Remarks on some recent "A.I. in healthcare" articles

In the past year since ChatGPT first opened up to new accounts, it seems that all business are looking for ways to incorporate it into their practice, not only to look for ways to increase efficiency and save money, but perhaps also to appear forward-looking and to join the trend and not miss out.  I've mentioned that medicine and healthcare delivery have been one of the ways that those in the executive suite have been looking to incorporate into their business – or practice.  It's helpful to review that artificial intelligence is not just chatbots or Natural Language Processing.  It is also computer vision and deep learning, which itself comprises classification, modeling and prediction.  We've seen how computer vision advances have help the radiologists, cardiologist and neurologists interpret their visual clinical data. Time sequence models, such as LSTM, have helped predict usage trends, which is of value to accountants and planners. The New England Journal of Medicine, in their article on Artificial Intelligence in U.S. Health Care Delivery summarized the state of the technology in healthcare in 2023.  As I have discussed before, the areas where it has been implemented have been in the insurance reimbursement area, to help with claims tracking and audits.  The article discusses how modeling has helped improve efficiences in operating room utlization.  In the clinical world, the use of A.I. discussed in the article has been in using deep learning models to predict sepsis, or predict clinical outcomes in the ICU or emergency department, looking for factors that predict readmission or death.  These are the low-hanging fruit scenarios, and mainly represent the application of data science techniques to various deep learning architectures, rendering operations more efficient.

The article mentioned the slow adaptation of A.I. in healthcare delivery.  The reasons for this?  One is the "variability and heterogeneity" of the data, which is understandable. This includes data generated by all the numerous sensors and imaging modalities (sometimes with audio as well as visual components), and the massive corpus of text information (both handwritten and printed). Before any data can be used by an A.I. system, there is need for preprocessing. Everything must be translated into a language that the learning architecture and a database, can process. This usually mean conversion to vectors (or tensors), but the question then becomes, whose format shall be used? There is now a trend to vector databases, which would be especially helpful in the medical world, since the old system of classifying things by human-created categories is laborious and slow. Furthermore, it would be difficult to correlate someone whose disease was given one of the R category of ICD-10 codes with more specific and precise codes. Vector or tensor databases promise to hold multimedia data, and enable trainable queries that will find hidden associations between conditions. At present, I suspect that most stored information is human-entered, and represents only a small subset of the information generated in patient encounters. All other data is still likely represented in formats standard to their media, such as PDF, JPG, WAV or MP4 files. EHR vendors, such as Epic, still store patient data in SQL-based servers, however Oracle is one of their database providers, and Oracle is investing in vector databases, so the technology may change.

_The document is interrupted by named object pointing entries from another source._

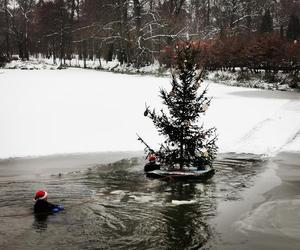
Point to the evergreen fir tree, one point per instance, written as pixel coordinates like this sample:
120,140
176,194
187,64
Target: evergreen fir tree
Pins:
267,23
187,144
293,30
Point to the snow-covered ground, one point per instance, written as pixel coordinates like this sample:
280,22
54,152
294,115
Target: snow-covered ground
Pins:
47,112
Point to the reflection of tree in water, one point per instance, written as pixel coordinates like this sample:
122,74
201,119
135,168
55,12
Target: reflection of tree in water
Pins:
120,206
186,224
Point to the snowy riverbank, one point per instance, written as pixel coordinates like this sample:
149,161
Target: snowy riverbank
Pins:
74,110
250,203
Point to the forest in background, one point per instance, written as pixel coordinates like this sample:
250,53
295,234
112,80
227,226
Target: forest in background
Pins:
251,34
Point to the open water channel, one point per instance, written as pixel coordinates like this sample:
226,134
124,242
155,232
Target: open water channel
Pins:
114,206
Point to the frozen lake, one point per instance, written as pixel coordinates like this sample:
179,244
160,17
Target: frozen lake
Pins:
56,112
82,121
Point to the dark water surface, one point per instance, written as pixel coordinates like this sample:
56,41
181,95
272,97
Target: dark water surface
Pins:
114,206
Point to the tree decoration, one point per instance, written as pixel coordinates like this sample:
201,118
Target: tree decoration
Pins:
186,143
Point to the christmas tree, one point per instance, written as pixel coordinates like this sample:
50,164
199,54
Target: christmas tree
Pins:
187,144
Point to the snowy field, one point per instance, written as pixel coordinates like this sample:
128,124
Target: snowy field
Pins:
66,111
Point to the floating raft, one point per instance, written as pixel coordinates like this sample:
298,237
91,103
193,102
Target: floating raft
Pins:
181,175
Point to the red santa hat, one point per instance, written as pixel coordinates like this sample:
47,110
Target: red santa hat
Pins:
40,195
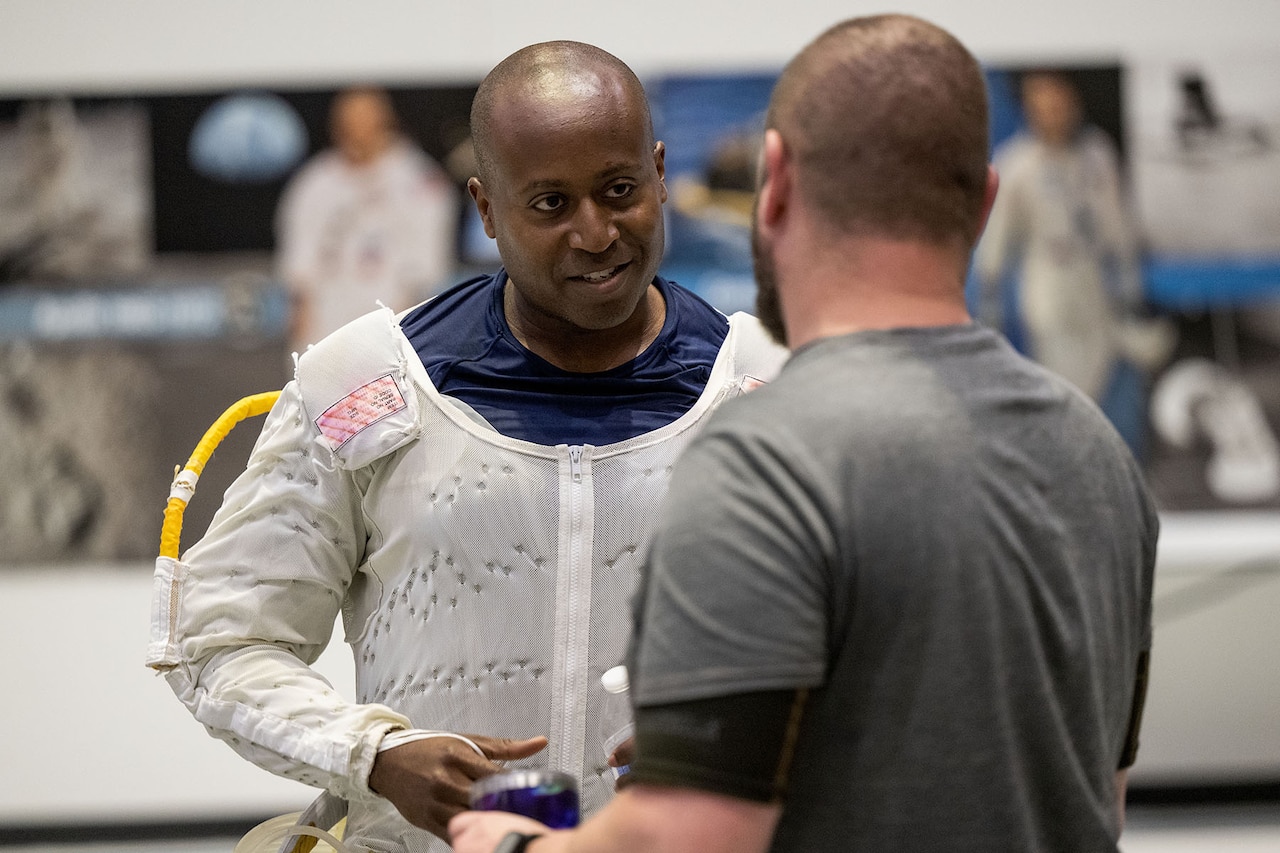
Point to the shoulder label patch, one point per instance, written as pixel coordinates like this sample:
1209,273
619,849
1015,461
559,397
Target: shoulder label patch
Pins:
361,409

But apart from this is lack of trust in artificial intelligence, both from patients as well as doctors.  In this article from the New York Times, there is brief mention of Google's Med-PALM 2 chat model, which is geared to help healthcare workers, but concerns were raised over privacy and informed consent. I worry about the data from which it was trained.  Content gets out of data quickly, and these models will need continual updating to stay current enough to be trusted by clinicians. Although connections to the Internet are now being incorporated with Retrieval Augmented Generation with langchain, so that problem may be tractable.  But there are still ways to go before generative A.I. is ready to replace the physician.  In an emergency department in Boston, GPT4 (so far, the best in class chat model) was so-so in diagnosing a woman's painful knee.  The correct diagnosis was considered by the chatbot, but so was the human physician's differential diagnosis.  At this time, it is probably true that a physician with A.I. is better than a physician without A.I., but this is mainly restricting to formulating a diagnosis. I don't think it's quite where it needs to be in terms of accuracy in predicting outcomes or prescribing treatment.  It can provide suggestions, but skilled and experienced physicians may not find the occasion to consult the chatbot very often. And chatbots still struggle to explain why they came up with a conclusion, although the hallucination problem is improving with new fine-tuning algorithms.

At this time, I think it's still difficult to know how far chatbots and Natural Language Processing will be used in the clinic to perform duties of clinicians. A promising effort was made previously with the app Babylon, but it failed spectacularly.  Sadly, it was going down in flames just as the new chat technology was in ascendance.  I suspect that the developers unable to convince investors to give them more time to utilize the new transformer model in Natural Language Processing, which was showing the world just how awesome it was compared to previous chatbot technology.